Metadata-Version: 2.1
Name: word-mover-grammar
Version: 0.0.2
Summary: A constituency grammar parser with support of morphology and word embeddings
Home-page: https://github.com/avidale/word-mover-grammar
Author: David Dale
Author-email: dale.david@mail.ru
License: MIT
Description: # word-mover-grammar
        This package implements a context-free grammar parser with rather flexible
         matching of terminals. The supported matching modes are:
        * standard exact matching (like e.g. in [NLTK](https://www.nltk.org/book/ch08.html)); 
        * regex matching (like e.g. in [Lark](https://github.com/lark-parser/lark));
        * lemma matching (like e.g. in [Yandex Alice](https://yandex.ru/dev/dialogs/alice/doc/nlu-docpage/));
        * word embedding matching (no known Python implementation).
        
        The mission of this package is to enable easy creation of custom
        grammars for various NLU problems, such as sentence classification
        or extraction of semantic slots.
        
        It is called "word mover grammar", because, just like word-mover-distance,
        it applies word embeddings to sentence templates, 
        but in a more structured way.
        
        #### Table of Contents
        1. [Installation](#installation)
        1. [Basic parsing](#basic-parsing)

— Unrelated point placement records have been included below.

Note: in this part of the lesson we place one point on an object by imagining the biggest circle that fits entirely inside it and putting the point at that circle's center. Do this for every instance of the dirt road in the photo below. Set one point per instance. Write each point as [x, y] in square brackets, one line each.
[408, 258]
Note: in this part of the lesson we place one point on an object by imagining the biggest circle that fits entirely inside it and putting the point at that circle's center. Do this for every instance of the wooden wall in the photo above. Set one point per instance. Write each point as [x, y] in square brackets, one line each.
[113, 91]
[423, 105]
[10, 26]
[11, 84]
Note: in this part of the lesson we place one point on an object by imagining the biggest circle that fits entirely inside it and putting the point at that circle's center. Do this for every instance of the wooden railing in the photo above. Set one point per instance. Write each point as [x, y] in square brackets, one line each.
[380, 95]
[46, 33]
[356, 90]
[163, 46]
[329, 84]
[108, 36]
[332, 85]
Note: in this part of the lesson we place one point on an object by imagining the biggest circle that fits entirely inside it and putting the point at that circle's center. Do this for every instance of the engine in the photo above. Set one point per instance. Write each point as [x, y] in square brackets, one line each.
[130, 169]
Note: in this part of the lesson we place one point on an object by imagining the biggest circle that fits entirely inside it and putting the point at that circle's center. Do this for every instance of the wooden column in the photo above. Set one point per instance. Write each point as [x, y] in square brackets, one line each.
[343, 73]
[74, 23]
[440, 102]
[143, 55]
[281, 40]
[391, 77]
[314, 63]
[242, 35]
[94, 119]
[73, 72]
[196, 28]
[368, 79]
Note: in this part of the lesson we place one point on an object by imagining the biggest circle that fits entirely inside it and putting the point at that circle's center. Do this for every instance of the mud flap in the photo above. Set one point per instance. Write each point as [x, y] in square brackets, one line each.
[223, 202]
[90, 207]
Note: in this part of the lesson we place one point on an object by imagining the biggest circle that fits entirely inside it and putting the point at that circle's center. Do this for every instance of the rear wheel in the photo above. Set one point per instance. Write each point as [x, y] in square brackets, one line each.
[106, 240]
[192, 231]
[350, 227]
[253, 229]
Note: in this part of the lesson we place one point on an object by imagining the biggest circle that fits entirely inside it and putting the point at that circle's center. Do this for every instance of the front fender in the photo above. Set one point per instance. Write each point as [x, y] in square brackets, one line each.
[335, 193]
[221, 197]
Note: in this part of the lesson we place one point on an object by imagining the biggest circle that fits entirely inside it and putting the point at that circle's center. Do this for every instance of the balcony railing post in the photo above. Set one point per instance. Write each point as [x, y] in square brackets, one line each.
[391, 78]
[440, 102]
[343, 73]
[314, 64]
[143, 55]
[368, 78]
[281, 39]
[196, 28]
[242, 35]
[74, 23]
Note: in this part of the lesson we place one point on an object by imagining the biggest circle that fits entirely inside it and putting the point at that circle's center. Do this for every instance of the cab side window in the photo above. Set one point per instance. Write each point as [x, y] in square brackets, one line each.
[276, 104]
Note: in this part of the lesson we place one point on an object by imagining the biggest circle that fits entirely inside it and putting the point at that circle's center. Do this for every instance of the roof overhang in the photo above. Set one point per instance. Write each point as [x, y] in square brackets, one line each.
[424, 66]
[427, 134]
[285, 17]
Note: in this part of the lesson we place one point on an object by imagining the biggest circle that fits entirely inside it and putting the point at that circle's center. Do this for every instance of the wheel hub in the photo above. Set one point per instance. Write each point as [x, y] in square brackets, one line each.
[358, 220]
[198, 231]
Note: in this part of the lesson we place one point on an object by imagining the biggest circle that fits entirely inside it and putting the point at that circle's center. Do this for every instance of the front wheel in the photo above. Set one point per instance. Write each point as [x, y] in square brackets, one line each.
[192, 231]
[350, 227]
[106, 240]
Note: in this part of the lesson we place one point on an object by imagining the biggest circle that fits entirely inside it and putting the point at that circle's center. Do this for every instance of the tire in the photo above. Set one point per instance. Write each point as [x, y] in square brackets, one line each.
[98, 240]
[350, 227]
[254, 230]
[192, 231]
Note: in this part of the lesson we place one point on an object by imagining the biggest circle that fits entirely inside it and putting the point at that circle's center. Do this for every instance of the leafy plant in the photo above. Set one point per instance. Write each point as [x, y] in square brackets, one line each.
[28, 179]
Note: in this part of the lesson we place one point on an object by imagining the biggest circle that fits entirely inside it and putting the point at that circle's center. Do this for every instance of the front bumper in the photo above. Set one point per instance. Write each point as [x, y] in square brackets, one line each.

        1. [Ambiguous phrases](#ambiguous-phrases)
        1. [Inexact matcing](#inexact-matching)
        1. [Forms and slots](#forms-and-slots)
        1. [Future plans](#future-plans)
        
        ## Installation
        
        `pip install word-mover-grammar`
        
        ## Basic parsing
        WMG production rules can be described in a text file with the following syntax:
        
        - Lowercase tokens represent terminals, and capitalized tokens - terminals. 
        You can also prepend non-terminals with `$` symbol
        and/or put terminals into single brackets. 
        - Left- and right-hand sides of productions can be separated 
        with `:` or `->` tokens.
        - Different right-hand-sides of the same production can be separated 
        with `|` symbol or with newline followed by several whitespaces.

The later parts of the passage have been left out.